Dans les milieux politiques, entre les différents partis alliés ou opposés, c’est la même rengaine, comme si l’on n’a tiré aucune leçon du passé récent, douloureux dont on peine à sortir. Les mêmes « querelles de chiffonniers » continuent de faire rage, souvent loin du bon sens, en dehors de toute considération idéologique et au mépris des principes et valeurs démocratiques. A ce stade de l’évolution des choses, il faut surtout déplorer l’incapacité de la coalition des partis, le RHDP actuellement au pouvoir, à créer les conditions d’une appropriation collective interne du pari présidentiel, en vue de sa propagation et son élargissement à l’échelle nationale pour un ancrage réelle dans la vie quotidienne des ivoiriens.
Que dire enfin des faiseurs de liens que sont les médias, ce quatrième vrai faux pouvoir qui paradoxalement observe un silence assourdissant sur le sujet. Plutôt que d’attendre des Gouvernants l’initiative de la promotion du projet, les hommes des médias, sans exclusive, devraient, par réflexe professionnel, aller à la recherche d’éléments constitutifs de l’information de base nécessaire à la compréhension de masse. En principe, leur rôle premier devrait consister à amplifier la flamme de l’espoir née de l’annonce officielle de ce challenge. A parcourir les quotidiens, à observer rigoureusement le contenu des programmes radio et télévision diffusés à longueur de journée, on ne perçoit pas la moindre stratégie des médias visant à susciter chez l’ivoirien, ce besoin d’une transformation individuelle qui l’élèverait progressivement au niveau du citoyen modèle, digne du pays émergent recherché.
LA NECESSITE DE BIEN COMMUNIQUER POUR CREER LES CONDITIONS DE LA MOTIVATION, DE L’ENGAGEMENT ET DE L’IMPLICATION DES CITOYENS
Ce qu’il faut retenir en définitive, c’est que les questions relatives à l’avenir de la Côte d’Ivoire et les choix stratégiques à faire pour construire cet avenir doivent être placés de la façon la plus visible et la plus audible possible au cœur de l’action publique, avec une certaine dose de pédagogie et d’éthique de la responsabilité.
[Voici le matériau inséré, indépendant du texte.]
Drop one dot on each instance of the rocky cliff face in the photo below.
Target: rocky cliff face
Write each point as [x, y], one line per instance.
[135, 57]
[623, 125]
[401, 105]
Il faut partir du fait que les crises successives qu’a connues le pays ont certes été un désastre pour la mémoire collective, mais elles peuvent être vécues comme une clé utile pour reconstruire, d’ici 2020, une vraie nation émergente qui, prenant appui sur les ruptures actuelles, doit tirer sa substance dans un nouveau type de développement. Un développement axé sur une économie forte, la compétence avérée des hommes et une éducation de qualité. Mais à une condition : le tout doit être sous-tendu par une politique de communication hautement stratégique, destinée à bien informer, sans omettre de forger les esprits à des comportements nouveaux, tirés d’un système de valeurs, consciemment acquises et librement appliquées.
Dans cette perspective, l’une des premières étapes à franchir c’est d’inventer une nouvelle catégorie d’hommes des médias. Il est de nécessité impérieuse que les hommes des médias soient transformés en véritables médiateurs et en pédagogues accomplis, devant apparaitre aux yeux du public comme des informateurs qui incarnent la figure de citoyens modèles, cultivés, critiques et auteurs d’énoncés à la fois descriptifs et normatifs. Les hommes des médias ivoiriens, à l’heure de la quête effrénée de la réconciliation, devraient être en mesure, par leur implication dans le débat sur l’avenir de notre pays, et en interpellant les acteurs sur leurs rôles et responsabilités respectifs, éclairer et sensibiliser l’opinion sur les véritables enjeux du pari d’Alassane Ouattara. Car la finalité pour eux et plus singulièrement pour les animateurs des médias publics, c’est de procéder à une sorte de traitement synchronique de l’information, en s’appuyant sur les expériences et savoirs spécifiques des personnes et institutions dont les fonctions constituent la base même de la transformation sociale en devenir. Le tout c’est, en respectant les règles de la bonne communication, de susciter chez les ivoiriens la conscience et la fierté d’appartenir à une nation qui a pris ostensiblement le pari de s’affranchir du statut de pays sous développé pour entrer dans la catégorie des nations avancées, avec ce que cela peut comporter de sacrifices, en termes de travail et de solidarité sociale. La transformation de la Côte d’Ivoire actuelle en pays émergent à l’horizon 2020, c’est possible. Mais elle passe d’abord par la volonté individuelle des ivoiriens à s’investir en connaissance de cause, selon leurs intérêts immédiats ou futurs.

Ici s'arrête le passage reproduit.